As the film moves through its various stages, observing the harsh conditions of its characters’ lives and exploring a number of responses to those conditions, a commentary is provided by ballads on the soundtrack which further transform events into folklore and legend. This paradoxically seems to foreclose on the possibility of meaningful change, giving what is shown an air of inevitability … no real path to social and political transformation is presented so Manoel and Rosa can do little except to keep running, trying to remain ahead of Antônio das Mortes, the literal avatar of Death who serves to maintain the oppressive status quo.
*
The Criterion Blu-ray has been mastered from a 2021 4K restoration from the original camera and sound negatives. Rich in detail, with subtle contrast, the image conveys the stark landscapes and stoic faces with dramatic power. The post-synced dialogue and dubbed effects, along with music and sung commentary, add to the folktale ambience. Given the whiteness of the landscape, the subtitles are occasionally a little difficult to read and would have benefited from the addition of a slight tint to the font.

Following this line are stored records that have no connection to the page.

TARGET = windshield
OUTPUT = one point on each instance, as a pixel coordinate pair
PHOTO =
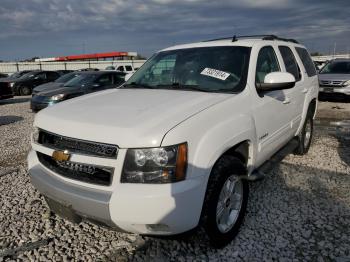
(16, 75)
(336, 67)
(65, 78)
(209, 69)
(81, 80)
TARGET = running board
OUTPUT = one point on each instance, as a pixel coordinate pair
(261, 172)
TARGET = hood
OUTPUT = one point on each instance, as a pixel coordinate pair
(47, 86)
(51, 91)
(129, 118)
(334, 77)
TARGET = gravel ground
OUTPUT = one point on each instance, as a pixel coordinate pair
(300, 212)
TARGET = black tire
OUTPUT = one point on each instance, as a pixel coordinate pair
(225, 167)
(304, 140)
(25, 91)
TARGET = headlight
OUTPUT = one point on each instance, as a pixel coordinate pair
(346, 83)
(35, 135)
(155, 165)
(57, 97)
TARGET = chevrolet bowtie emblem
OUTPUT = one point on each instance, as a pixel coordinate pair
(61, 155)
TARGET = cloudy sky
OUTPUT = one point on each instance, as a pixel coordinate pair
(48, 28)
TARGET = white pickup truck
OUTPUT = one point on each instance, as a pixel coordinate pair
(174, 147)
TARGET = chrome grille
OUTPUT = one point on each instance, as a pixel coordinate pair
(73, 145)
(78, 171)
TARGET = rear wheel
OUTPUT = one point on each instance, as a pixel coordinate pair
(305, 136)
(25, 91)
(225, 202)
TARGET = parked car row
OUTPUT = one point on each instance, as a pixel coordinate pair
(73, 85)
(36, 81)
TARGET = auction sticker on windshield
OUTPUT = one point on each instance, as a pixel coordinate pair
(215, 73)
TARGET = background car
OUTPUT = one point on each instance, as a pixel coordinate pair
(5, 91)
(89, 69)
(121, 68)
(85, 83)
(334, 78)
(63, 72)
(55, 84)
(6, 84)
(25, 84)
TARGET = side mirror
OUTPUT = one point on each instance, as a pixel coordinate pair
(277, 81)
(127, 76)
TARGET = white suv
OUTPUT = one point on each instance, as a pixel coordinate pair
(174, 147)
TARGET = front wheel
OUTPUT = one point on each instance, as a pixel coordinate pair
(225, 202)
(305, 136)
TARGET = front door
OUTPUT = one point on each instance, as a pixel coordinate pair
(271, 109)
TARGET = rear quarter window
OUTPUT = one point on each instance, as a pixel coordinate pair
(307, 61)
(290, 62)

Criterion’s edition comes in a two-disk set with hours of extras, beginning on the first disk with a commentary by restoration supervisor Lino Meireles, who ranges from the place of the film and Rocha in Brazilian cinema (he considers it the true beginning of Cinema Novo, previous films having borrowed their style and aesthetics from foreign models) to the meaning of individual visual details and the process of restoration. There’s an interview with film scholar Richard Peña (22:25), who talks about Rocha and the politics of Cinema Novo. Also on the first disk is Memoria do cangaço (29:00), a documentary from 1964 about the outlaws who arose in Brazil’s backcountry in response to harsh economic conditions. It’s startling to discover how recently they operated as former cangaceiros are interviewed along with those who hunted them, racking up so many kills that they had lost count.

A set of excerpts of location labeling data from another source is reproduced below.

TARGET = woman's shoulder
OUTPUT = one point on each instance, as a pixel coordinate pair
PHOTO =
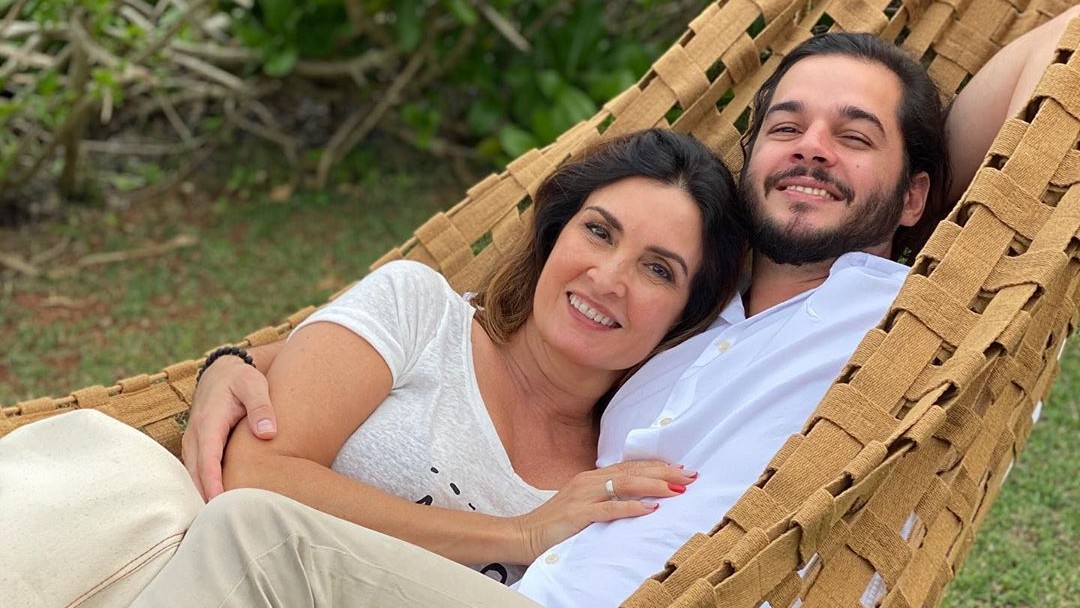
(412, 274)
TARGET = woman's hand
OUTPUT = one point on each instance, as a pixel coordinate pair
(227, 392)
(590, 498)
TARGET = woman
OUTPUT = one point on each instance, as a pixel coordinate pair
(633, 248)
(406, 409)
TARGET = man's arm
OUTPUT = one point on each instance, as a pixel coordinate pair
(228, 391)
(997, 92)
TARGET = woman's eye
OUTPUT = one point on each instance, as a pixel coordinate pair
(661, 271)
(597, 230)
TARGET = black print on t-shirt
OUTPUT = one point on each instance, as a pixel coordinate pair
(497, 571)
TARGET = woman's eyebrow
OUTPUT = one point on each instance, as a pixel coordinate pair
(617, 226)
(671, 255)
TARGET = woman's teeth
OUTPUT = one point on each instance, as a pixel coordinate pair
(591, 313)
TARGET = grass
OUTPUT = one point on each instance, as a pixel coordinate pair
(256, 261)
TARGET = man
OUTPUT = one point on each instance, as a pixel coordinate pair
(846, 166)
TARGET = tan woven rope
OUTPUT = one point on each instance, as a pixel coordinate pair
(887, 483)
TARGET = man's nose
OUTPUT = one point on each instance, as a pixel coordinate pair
(815, 147)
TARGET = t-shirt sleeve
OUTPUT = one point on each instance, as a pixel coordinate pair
(397, 309)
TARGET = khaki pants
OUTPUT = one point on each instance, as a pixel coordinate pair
(254, 548)
(92, 513)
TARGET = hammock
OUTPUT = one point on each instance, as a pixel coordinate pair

The second disk contains two feature-length documentaries. I confess I found both stylistically irritating, but they contain a lot of contextual information which illuminates the importance of Black God, White Devil in both Brazilian and world cinema. Silvio Tendler’s Glauber the Movie, Labyrinth of Brazil (2003, 1:37:54) revolves around Rocha’s death and funeral, with friends, colleagues and collaborators speaking about his personality and the meaning of his work, along with archival material of Rocha presenting his ideas and working on various projects.
Cinema Novo (2016, 1:32:27) by Eryk Rocha, the filmmaker’s son, presents a broader picture of the movement in which his father played a key role, featuring new and archival interviews with other important participants.
These two documentaries and the commentary have been ported over from the UK release by a new company called Mawu Films.
There’s also a restoration trailer and a booklet essay by film scholar Fabio Andrade.
The Blu-ray release of Black God, White Devil makes full use of the format not only to make available an important film but also to provide the historical and critical context which illuminates just why it’s important. This is one of Criterion’s most substantial releases so far this year.